Of course not. It makes it a book with a specific vision that seemed well suited to my tastes and interests, even if the execution was different than I’d imaged. I love books that make interesting use of cities. I love the way G. Cabrera Infante made Havana such a part of his work; I adore how Ciaran Carson writes about his native Belfast; I’m awed by Faulkner’s ability to spin gold out of rural Mississippi. The list goes on: Bukowski’s L.A.; Auster’s New York; Joyce’s Dublin. As someone who has spent a lot of effort writing stories and poems about a city I both love and hate, I should have been more receptive to Šteger’s book. After all, this is a poet writing in prose about his individual encounters with Berlin. Sounds like my kind of book.

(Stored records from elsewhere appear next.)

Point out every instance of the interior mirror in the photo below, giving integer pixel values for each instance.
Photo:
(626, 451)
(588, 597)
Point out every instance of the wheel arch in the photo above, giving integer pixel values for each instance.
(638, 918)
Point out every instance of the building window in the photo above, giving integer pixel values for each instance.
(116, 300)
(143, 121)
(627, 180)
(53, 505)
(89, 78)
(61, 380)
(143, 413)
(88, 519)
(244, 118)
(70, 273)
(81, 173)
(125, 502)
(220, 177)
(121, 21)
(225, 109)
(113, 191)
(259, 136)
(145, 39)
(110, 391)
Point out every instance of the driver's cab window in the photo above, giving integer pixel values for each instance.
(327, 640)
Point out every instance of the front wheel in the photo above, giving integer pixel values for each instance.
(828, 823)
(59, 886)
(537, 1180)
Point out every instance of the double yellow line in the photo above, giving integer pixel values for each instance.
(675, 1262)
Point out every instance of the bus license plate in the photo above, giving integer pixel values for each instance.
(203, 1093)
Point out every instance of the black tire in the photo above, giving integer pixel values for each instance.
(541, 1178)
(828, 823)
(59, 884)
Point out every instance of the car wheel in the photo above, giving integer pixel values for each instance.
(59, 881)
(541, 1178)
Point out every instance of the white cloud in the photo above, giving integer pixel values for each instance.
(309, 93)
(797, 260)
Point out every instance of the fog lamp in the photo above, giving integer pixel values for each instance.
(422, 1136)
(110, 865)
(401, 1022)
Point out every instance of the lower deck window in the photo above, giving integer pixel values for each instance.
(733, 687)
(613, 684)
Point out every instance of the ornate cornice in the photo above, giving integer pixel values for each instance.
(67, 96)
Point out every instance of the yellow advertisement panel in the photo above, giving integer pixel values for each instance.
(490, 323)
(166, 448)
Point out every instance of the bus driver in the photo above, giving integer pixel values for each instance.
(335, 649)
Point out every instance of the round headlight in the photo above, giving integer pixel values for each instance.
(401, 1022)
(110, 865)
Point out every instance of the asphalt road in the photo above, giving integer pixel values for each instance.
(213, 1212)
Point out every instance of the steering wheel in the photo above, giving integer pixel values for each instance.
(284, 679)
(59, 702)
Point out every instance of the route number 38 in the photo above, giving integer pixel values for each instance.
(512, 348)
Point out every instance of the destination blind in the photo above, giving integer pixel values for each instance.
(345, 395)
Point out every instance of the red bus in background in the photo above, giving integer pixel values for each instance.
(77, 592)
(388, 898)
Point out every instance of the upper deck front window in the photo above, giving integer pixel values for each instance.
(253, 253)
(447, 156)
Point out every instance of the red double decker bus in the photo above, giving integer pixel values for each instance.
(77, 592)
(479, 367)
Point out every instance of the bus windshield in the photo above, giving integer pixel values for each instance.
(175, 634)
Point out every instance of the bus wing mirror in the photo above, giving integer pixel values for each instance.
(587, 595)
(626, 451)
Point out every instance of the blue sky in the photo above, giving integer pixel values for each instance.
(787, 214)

And it is. Sort of. Berlin is a book of quick prose pieces by a Slovenian poet about his time in Berlin. Most of the miniature essays are accompanied by photos, some of which make up the most stunning parts of the book. There are allusions to other great writers who walked the Berlin streets, as well as a humorous exchange with a fellow poet, and tiny details (food, bakeries, the weather) that add up to something indeed, though I will admit that I am not exactly sure what. This is evidence of my response as a reader, not Šteger’s failure as a writer, though it makes an objective review difficult.
I think part of the problem is the way I approached the book. Berlin is best read over the course of a week or two, one vignette lasting the course of days; though, at 131 pages, the book can easily be polished off in a sitting. And that is my problem: I read it quickly and, in doing so, missed the effect. After putting it down for a week, I revisited some of the more memorable bits in preparation for this review and found this:
It seemed that every moment winter would touch its own back. Walking in it nearly all year, the snow melted in the daytime, budded again overnight from sidewalks and car hoods, consuming into March and then into April the deep patience of the most euphoric innkeepers, who at the first rays of better prospects populated the sidewalks with tables and chairs. Winter was so long that even Berlin’s biggest stay-at-homes enjoyed it when spring finally came.

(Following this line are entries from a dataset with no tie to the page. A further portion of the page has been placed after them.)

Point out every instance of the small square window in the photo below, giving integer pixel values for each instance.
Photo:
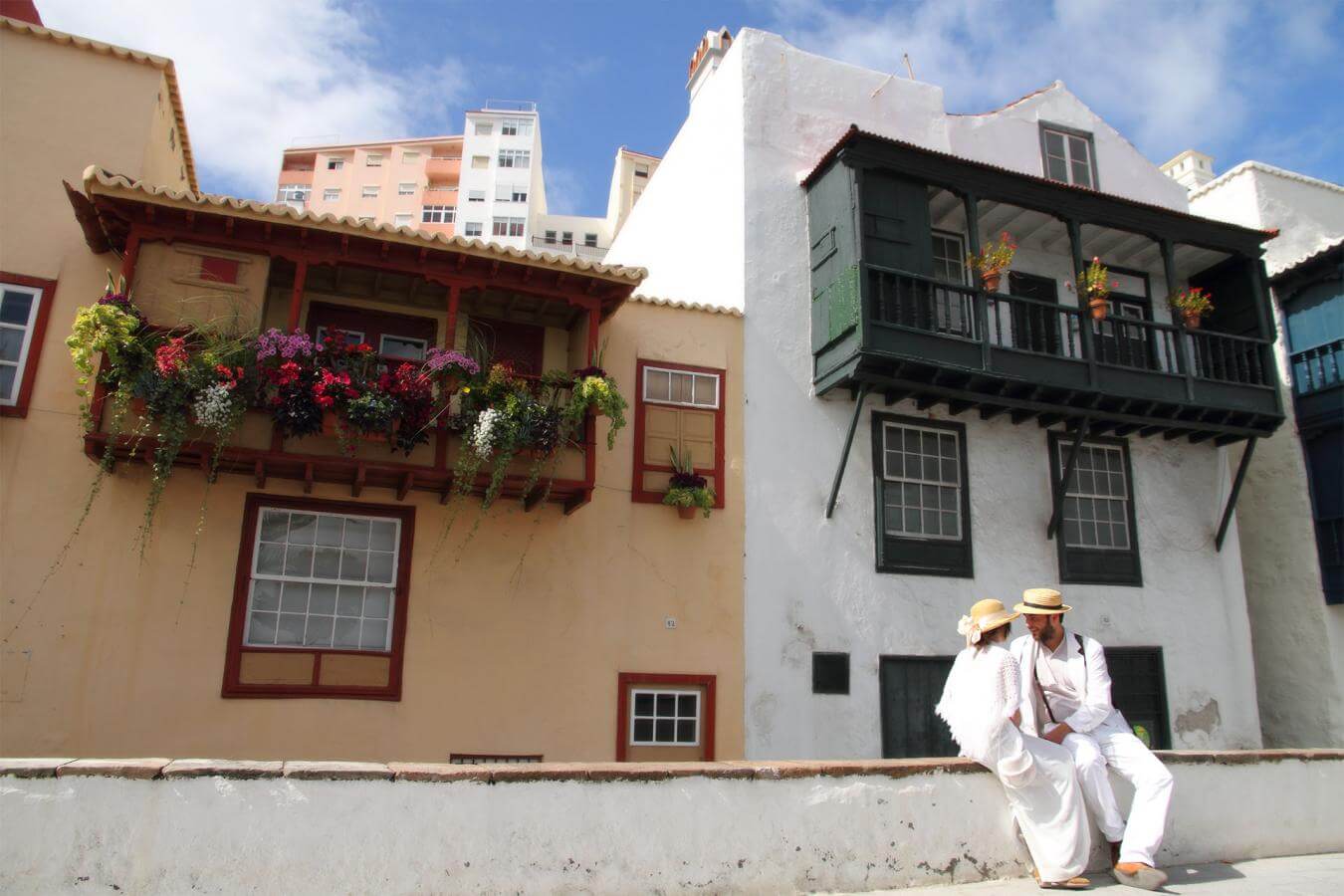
(829, 673)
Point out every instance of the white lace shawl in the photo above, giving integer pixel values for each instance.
(979, 700)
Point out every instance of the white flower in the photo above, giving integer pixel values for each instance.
(214, 407)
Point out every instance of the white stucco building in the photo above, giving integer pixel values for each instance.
(1289, 512)
(832, 203)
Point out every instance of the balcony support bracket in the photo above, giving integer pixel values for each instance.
(1236, 491)
(1063, 481)
(844, 452)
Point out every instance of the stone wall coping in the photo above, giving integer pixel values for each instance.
(590, 772)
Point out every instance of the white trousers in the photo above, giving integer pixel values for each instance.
(1112, 745)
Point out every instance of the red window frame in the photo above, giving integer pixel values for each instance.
(625, 680)
(39, 328)
(238, 615)
(637, 492)
(373, 326)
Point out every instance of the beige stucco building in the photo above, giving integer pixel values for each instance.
(533, 630)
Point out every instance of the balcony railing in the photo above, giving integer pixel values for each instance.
(1032, 327)
(1317, 368)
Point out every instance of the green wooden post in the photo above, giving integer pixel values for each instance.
(972, 204)
(1075, 245)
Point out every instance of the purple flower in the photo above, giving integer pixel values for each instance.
(440, 358)
(288, 345)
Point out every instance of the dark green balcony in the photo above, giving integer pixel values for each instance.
(894, 311)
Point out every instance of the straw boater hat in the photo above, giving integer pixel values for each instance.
(986, 615)
(1041, 602)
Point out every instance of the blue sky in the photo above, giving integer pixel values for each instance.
(1235, 78)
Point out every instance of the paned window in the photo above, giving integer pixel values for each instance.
(1095, 539)
(23, 315)
(1068, 157)
(678, 407)
(508, 226)
(921, 493)
(320, 599)
(323, 580)
(293, 193)
(664, 718)
(680, 387)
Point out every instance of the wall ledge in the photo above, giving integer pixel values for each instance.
(598, 772)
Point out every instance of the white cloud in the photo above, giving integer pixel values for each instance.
(258, 76)
(1170, 76)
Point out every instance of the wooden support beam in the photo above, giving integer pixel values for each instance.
(844, 452)
(1063, 480)
(1236, 491)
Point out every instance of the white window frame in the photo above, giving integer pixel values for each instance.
(281, 577)
(651, 368)
(1072, 499)
(382, 345)
(26, 345)
(1067, 137)
(437, 214)
(675, 718)
(901, 481)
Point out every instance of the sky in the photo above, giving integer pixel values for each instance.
(1233, 78)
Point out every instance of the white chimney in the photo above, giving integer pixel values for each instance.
(706, 60)
(1191, 169)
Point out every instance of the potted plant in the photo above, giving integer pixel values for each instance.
(1094, 285)
(1191, 304)
(994, 260)
(687, 491)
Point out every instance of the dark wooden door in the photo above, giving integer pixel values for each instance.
(910, 689)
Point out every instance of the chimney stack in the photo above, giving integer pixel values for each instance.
(1191, 169)
(706, 60)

This is delightful to me, though I shared the same passage and it elicited only the sad recognition of a native Midwesterner. This again reminds me of Jarrell’s idea, only inasmuch as I begin to question the purpose of reviews. They are a product of one person’s reading, so, to that end, they are bound to be flawed. But that is fine. My reading is solely my own and if it is my duty to relay what this individual reading yielded, so be it. Take from this the following: Berlin is a fine book of surprising lyricism that did not exactly do what I expected, but wouldn’t it be a dull world if things always went as planned?